The Justice Department launched a new task force Thursday to investigate alleged drug-trafficking and money-laundering schemes tied to Hezbollah following a damning report that claimed former President Barack Obama’s administration failed to prosecute or advance the probes in order to ink the Iran nuclear deal.
The Hezbollah Financing and Narcoterrorism Team will focus on “evidence in existing investigations,” as well as Project Cassandra, the department said in a press release.
The project was initially started in 2008 by the Drug Enforcement Administration, with the help of 30 other U.S. and foreign agencies, and reportedly discovered a $1 billion per year operation that included weapons, drug trafficking and money laundering used to fund Hezbollah, according to Politico last month.
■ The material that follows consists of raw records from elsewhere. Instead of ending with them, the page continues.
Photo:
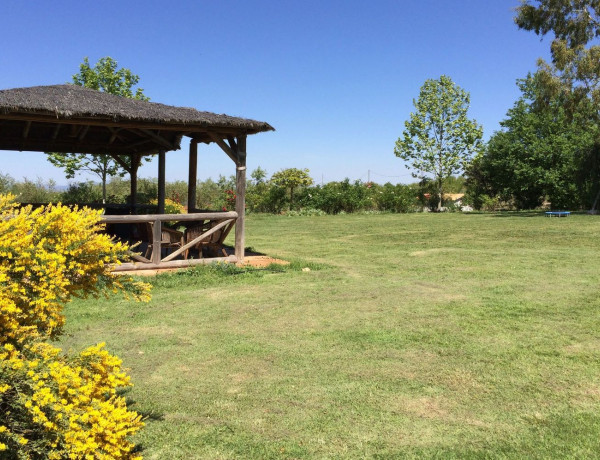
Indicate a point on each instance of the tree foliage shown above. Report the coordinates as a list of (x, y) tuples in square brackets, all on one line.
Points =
[(538, 155), (439, 139), (107, 77), (573, 76), (291, 179)]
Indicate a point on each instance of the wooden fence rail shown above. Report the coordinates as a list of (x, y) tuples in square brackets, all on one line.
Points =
[(221, 220)]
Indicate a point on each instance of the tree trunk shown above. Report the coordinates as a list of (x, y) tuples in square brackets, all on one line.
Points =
[(593, 210)]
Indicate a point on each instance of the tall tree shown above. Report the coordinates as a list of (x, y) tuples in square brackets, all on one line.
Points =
[(107, 77), (539, 154), (574, 73), (439, 139)]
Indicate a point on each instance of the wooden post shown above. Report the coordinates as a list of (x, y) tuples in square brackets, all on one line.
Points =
[(192, 176), (240, 197), (156, 239), (135, 164), (161, 183)]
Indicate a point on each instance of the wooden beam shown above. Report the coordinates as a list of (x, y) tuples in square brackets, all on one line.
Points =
[(197, 240), (139, 218), (56, 130), (156, 241), (192, 175), (240, 198), (114, 134), (173, 264), (232, 143), (159, 139), (135, 164), (161, 182), (122, 163), (221, 143), (83, 133), (26, 129), (95, 121)]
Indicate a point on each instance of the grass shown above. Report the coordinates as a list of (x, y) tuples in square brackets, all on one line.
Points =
[(412, 336)]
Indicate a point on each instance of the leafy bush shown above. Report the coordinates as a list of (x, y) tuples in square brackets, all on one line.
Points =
[(396, 198), (335, 197), (82, 192), (37, 191), (56, 406)]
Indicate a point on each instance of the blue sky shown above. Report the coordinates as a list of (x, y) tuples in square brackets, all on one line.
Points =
[(335, 78)]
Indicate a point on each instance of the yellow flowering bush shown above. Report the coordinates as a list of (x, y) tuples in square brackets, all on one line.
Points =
[(54, 406), (47, 256)]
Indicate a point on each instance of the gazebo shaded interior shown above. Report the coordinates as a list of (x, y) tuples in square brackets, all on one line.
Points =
[(70, 118)]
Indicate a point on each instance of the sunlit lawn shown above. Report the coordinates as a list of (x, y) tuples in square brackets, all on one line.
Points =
[(420, 335)]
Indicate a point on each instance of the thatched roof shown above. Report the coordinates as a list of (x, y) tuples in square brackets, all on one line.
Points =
[(72, 118)]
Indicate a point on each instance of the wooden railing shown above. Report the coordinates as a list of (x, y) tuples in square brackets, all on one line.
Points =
[(220, 221)]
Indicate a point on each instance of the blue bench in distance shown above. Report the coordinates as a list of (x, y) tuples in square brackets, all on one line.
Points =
[(558, 213)]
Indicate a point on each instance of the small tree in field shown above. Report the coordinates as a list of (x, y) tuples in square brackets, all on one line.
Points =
[(438, 138), (106, 77), (291, 179)]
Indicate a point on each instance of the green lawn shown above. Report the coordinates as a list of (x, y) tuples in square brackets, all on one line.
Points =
[(412, 336)]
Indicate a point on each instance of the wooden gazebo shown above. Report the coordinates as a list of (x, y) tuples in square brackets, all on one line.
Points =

hile pledging resources and proper attention to the probe, Sessions added: “The team will initiate prosecutions that will restrict the flow of money to foreign terrorist organizations as well as disrupt violent international drug trafficking operations.”
Following the damning Politico report, Sessions announced Justice would review Project Cassandra.
Acting Assistant Attorney General John Cronan will head up the task force, which includes prosecutors experienced in terrorism, organized crime and drug trafficking cases.
Former Obama administration officials pushed back on Politico’s report, asserting the Iran nuclear deal was separate from how the administration dealt with Hezbollah.
“The Obama administration said time and again that the nuclear negotiations with Iran were confined exclusively to that narrow issue,” former National Security Council spokesman Ned Price told The Washington Post last month. “We did not make concessions in other arenas, and we most certainly did not curtail or attempt to influence any active investigations, including by the Drug Enforcement Administration. To the contrary, we aggressively countered Hezbollah’s terrorist plotting and other malign activities before and after the Iran deal came to fruition and while it was being negotiated. ”
Signed in July 2015, the Iran nuclear deal offered to lift crippling economic sanctions previously placed on the Middle East power in exchange for deterring its nuclear weapons programs.